How to check whether one array is a correctly ordered subset of another

Question

I have a few arrays of strings like:

$big = ['html', 'body', 'div', 'table', 'tbody', 'tr', 'td'];
$small = ['body', 'div', 'td'];
$wrong = ['td', 'body', 'div'];

I need to check whether $small and $wrong are to be found in $big. However I need the order to be the same. So my function should return true for $small and false for $wrong. It should be fairly trivial to do it manually but I need the code to be fast. So ideally if there is a built in that achieves this I would rather use that.

So the question is mainly whether such a built in exists.
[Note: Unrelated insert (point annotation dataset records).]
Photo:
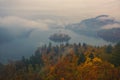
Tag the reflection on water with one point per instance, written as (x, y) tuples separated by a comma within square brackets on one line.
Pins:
[(27, 46)]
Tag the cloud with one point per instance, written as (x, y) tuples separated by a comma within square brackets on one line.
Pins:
[(110, 26), (13, 27)]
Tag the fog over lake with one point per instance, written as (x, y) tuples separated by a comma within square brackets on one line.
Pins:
[(26, 25)]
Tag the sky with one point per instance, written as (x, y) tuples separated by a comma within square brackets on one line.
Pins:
[(22, 22), (73, 9)]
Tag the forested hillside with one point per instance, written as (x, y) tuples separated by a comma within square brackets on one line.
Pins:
[(66, 62)]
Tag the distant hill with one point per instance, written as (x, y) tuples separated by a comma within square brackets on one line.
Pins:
[(112, 35), (94, 26)]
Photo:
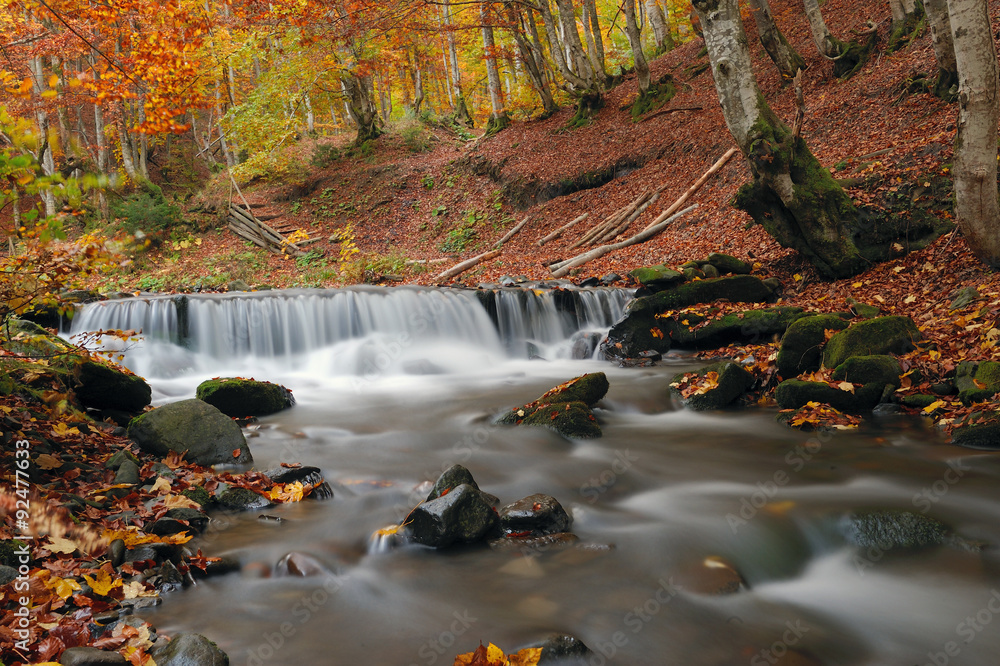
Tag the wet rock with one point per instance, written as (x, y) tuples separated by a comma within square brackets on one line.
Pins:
[(732, 381), (879, 369), (962, 298), (128, 472), (726, 263), (883, 335), (242, 499), (300, 565), (802, 343), (461, 516), (106, 387), (563, 650), (794, 393), (888, 529), (535, 544), (713, 575), (188, 650), (207, 435), (657, 278), (535, 515), (88, 656), (197, 520), (984, 437), (244, 397), (305, 474)]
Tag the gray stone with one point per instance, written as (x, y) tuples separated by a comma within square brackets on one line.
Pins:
[(461, 516), (207, 435), (189, 650), (535, 515), (88, 656)]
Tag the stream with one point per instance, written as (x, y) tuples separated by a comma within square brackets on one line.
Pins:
[(394, 385)]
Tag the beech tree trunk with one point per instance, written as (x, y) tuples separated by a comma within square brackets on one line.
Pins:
[(635, 41), (661, 31), (946, 86), (977, 207), (792, 196), (785, 57)]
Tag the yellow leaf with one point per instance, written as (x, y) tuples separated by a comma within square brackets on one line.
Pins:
[(937, 404), (62, 545), (45, 461), (103, 583)]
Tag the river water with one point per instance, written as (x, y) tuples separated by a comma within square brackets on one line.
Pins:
[(392, 386)]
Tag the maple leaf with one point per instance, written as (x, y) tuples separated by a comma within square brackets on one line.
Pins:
[(103, 583)]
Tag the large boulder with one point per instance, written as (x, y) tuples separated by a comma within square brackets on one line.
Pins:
[(239, 397), (104, 386), (878, 369), (463, 515), (723, 383), (189, 650), (639, 329), (794, 393), (883, 335), (207, 435), (802, 344)]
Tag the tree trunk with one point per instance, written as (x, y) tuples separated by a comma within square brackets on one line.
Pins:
[(783, 54), (792, 196), (977, 207), (361, 107), (946, 86), (498, 117), (635, 41), (661, 31)]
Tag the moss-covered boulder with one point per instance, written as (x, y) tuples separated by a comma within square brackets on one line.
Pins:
[(718, 386), (639, 329), (794, 393), (883, 335), (726, 263), (983, 437), (104, 386), (802, 344), (207, 435), (239, 397), (878, 369), (657, 278), (747, 327), (977, 382)]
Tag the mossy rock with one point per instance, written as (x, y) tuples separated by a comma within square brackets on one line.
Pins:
[(639, 329), (794, 393), (747, 327), (732, 382), (657, 278), (802, 344), (244, 397), (877, 369), (208, 436), (726, 263), (104, 386), (884, 335), (570, 419), (983, 437)]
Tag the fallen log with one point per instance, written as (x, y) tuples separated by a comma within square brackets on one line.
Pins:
[(558, 232), (461, 267), (562, 268)]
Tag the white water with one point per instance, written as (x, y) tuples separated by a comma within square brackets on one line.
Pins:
[(384, 404)]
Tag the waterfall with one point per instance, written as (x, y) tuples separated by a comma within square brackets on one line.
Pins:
[(411, 330)]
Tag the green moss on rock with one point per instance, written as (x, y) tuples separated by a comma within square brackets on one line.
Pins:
[(244, 397), (877, 369), (884, 335), (802, 344)]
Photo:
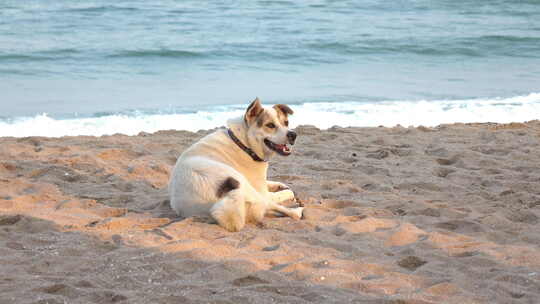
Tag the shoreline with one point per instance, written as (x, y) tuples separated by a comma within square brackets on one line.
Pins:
[(411, 215)]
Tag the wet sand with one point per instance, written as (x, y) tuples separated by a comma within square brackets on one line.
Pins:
[(393, 215)]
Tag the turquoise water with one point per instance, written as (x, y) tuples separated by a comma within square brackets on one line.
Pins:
[(81, 59)]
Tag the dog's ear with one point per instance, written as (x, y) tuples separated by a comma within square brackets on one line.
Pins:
[(253, 111), (283, 109)]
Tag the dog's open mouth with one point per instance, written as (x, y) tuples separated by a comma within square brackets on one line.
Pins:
[(280, 149)]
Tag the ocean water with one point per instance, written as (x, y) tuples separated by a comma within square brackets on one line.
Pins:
[(99, 67)]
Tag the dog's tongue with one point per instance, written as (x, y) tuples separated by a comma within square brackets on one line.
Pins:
[(283, 148)]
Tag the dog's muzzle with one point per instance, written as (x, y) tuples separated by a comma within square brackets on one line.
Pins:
[(291, 137)]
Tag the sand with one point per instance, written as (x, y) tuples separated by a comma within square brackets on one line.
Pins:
[(393, 215)]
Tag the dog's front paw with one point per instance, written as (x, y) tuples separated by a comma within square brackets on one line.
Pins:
[(276, 186)]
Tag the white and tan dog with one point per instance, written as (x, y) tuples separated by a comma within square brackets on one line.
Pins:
[(224, 173)]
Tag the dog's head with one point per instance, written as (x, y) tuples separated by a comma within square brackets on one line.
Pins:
[(269, 128)]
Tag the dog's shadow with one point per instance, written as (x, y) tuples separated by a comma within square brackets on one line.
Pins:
[(163, 210)]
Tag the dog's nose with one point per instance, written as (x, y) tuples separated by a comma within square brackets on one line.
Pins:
[(291, 136)]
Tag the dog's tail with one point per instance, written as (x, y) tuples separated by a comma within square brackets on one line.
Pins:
[(228, 185), (230, 210)]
Here is the code I have come up with in case it doesn't:

/**
 * Returns whether the substack is contained in the stack in the correct order.  
 * 
 * @param string[] $stack           The substack to check
 * @param string[] $subStack        The substack to check 
 * @return bool
 */
function stackInStack(array $stack, array $subStack)
{

    // First let's do a simple array diff to save time on an ordered diff;
    // TODO: Check if this actually improves average performance.
    if (count(array_diff($subStack, $stack)) !== 0) return false;

    $stackSize = count($stack);
    $subStackSize = count($subStack);

    $stackIndex = 0;
    for ($subIndex = 0; $subIndex < $subStackSize; $subIndex++) {

        while (
            $stackIndex < $stackSize &&
            $stack[$stackIndex] !== $subStack[$subIndex]
        ) {
            $stackIndex++;
        }

        if ($stackIndex == $stackSize) {
            if ($subIndex <= $subStackSize - 1) {
                return false;
            } elseif ($subIndex > $subStackSize - 1) {
                throw new Exception('Very Strange Exception: subIndex has outgrown subStacksize');
            }
        } elseif ($stackIndex > $stackSize) {
            throw new Exception('Very Strange Exception: index has outgrown stacksize');
            break;
        } 

    }
    return true;
}

Provided a built in doesn't exist or is slow, any tips to improve the efficiency of the above code (other than to rewrite it in c) would also be greatly appreciated.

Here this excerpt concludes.